Le corps de cavalerie reçoit l’ordre d’entamer la poursuite et de porter ses gros par la droite sur la Morlagne, vers Deinvillers, avec mission de rafler le pays dans la direction générale de Gerbéviller, Fraimbois, Lunéville, Vallois, Saint-Clément, Einville et de tomber dans le flanc Sud des colonnes ennemies en retraite. Malheureusement, les chevaux, fatigués par deux jours de combat, ne rendent plus, et les Allemands sont trop fortement installés sur la rive droite de la Mortagne ; de ce côté aussi, la poursuite est vite interrompue. Toutefois, le front du 8e corps se dégage, et les troupes françaises voient les forces allemandes se replier partout devant elles.


L’après-midi (du 15), écrit le capitaine Rimhault, je suis retourné à Châtel-sur-Moselle.

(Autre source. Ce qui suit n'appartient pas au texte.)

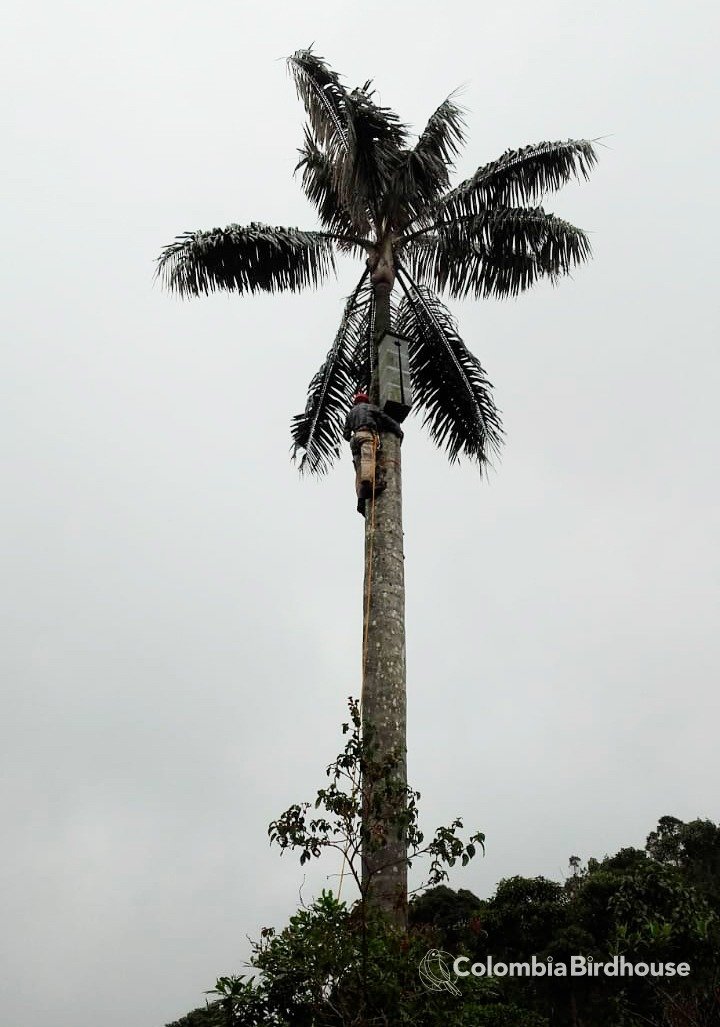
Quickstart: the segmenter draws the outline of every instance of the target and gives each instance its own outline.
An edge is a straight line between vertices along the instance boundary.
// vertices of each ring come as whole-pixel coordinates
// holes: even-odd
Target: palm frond
[[[436,156],[450,166],[465,142],[465,113],[456,95],[443,100],[430,116],[415,146],[416,153]]]
[[[369,274],[369,272],[368,272]],[[391,311],[394,305],[390,303]],[[357,332],[353,346],[348,350],[348,381],[351,382],[352,394],[363,390],[370,391],[372,379],[372,337],[375,331],[375,294],[368,290],[366,309],[363,314],[361,329]]]
[[[229,292],[297,292],[335,270],[332,237],[253,222],[185,232],[166,246],[157,274],[183,296]]]
[[[347,98],[348,150],[339,157],[336,172],[343,202],[351,209],[369,208],[377,221],[407,130],[389,107],[375,103],[370,86],[366,82]]]
[[[347,150],[348,91],[340,76],[311,47],[297,50],[287,63],[318,143],[332,154]]]
[[[344,235],[355,235],[367,231],[369,227],[367,218],[363,216],[358,223],[346,210],[337,190],[333,162],[307,128],[305,129],[305,145],[299,153],[300,160],[295,171],[302,172],[303,191],[316,208],[320,223],[325,228]],[[339,242],[338,248],[348,249],[351,246]]]
[[[462,217],[490,207],[521,206],[542,199],[572,178],[588,179],[597,164],[589,139],[536,143],[521,150],[508,150],[479,167],[440,201],[438,217]]]
[[[435,293],[404,271],[398,280],[404,297],[397,330],[409,339],[413,395],[424,411],[423,425],[451,463],[464,455],[484,469],[503,435],[487,375]]]
[[[371,83],[348,91],[340,77],[312,50],[288,58],[316,149],[325,153],[334,174],[339,203],[355,230],[375,224],[379,200],[407,132],[397,115],[375,103]]]
[[[586,234],[541,207],[500,208],[438,224],[403,250],[426,285],[451,296],[515,296],[590,257]]]
[[[448,188],[464,128],[462,108],[450,96],[430,117],[415,146],[403,151],[388,189],[397,224],[411,221]]]
[[[293,459],[302,451],[299,469],[324,474],[340,452],[350,397],[369,366],[372,290],[365,271],[348,299],[330,352],[308,387],[305,410],[293,418]],[[363,362],[363,353],[367,356]]]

Vers 4 heures, j’attends sur le pont le résultat du combat, car je sais que mon régiment (le 95e, de la 16e division) a donné. Non loin de nous, le canon gronde ; toutefois, à mesure que le temps passe, il semble s’éloigner, ce qui est bon signe.

Les gens du pays sont dehors, dans un état d’agitation impossible à décrire. La plupart ont fait leurs malles ; certains même, craignant l’invasion, commencent à partir. Des chariots d’émigrés passent sans discontinuer, tous les mêmes, lamentables. Vers 5 heures, les premiers blessés arrivent, étendus sur des voitures de fortune ou au fond de grands camions automobiles ; ils sont poussiéreux, les yeux hagards, ternes ou mi-clos. Sur le pont qui relie Châtel à Nomeny, c’est un encombrement indescriptible.

Je cherche sur les cols le numéro de mon régiment ; enfin je le trouve. C’est un brave petit soldat, tout rouge de fièvre, qui a eu la gorge traversée par une balle.

— Oh ! j’espère bientôt revenir, fait-il.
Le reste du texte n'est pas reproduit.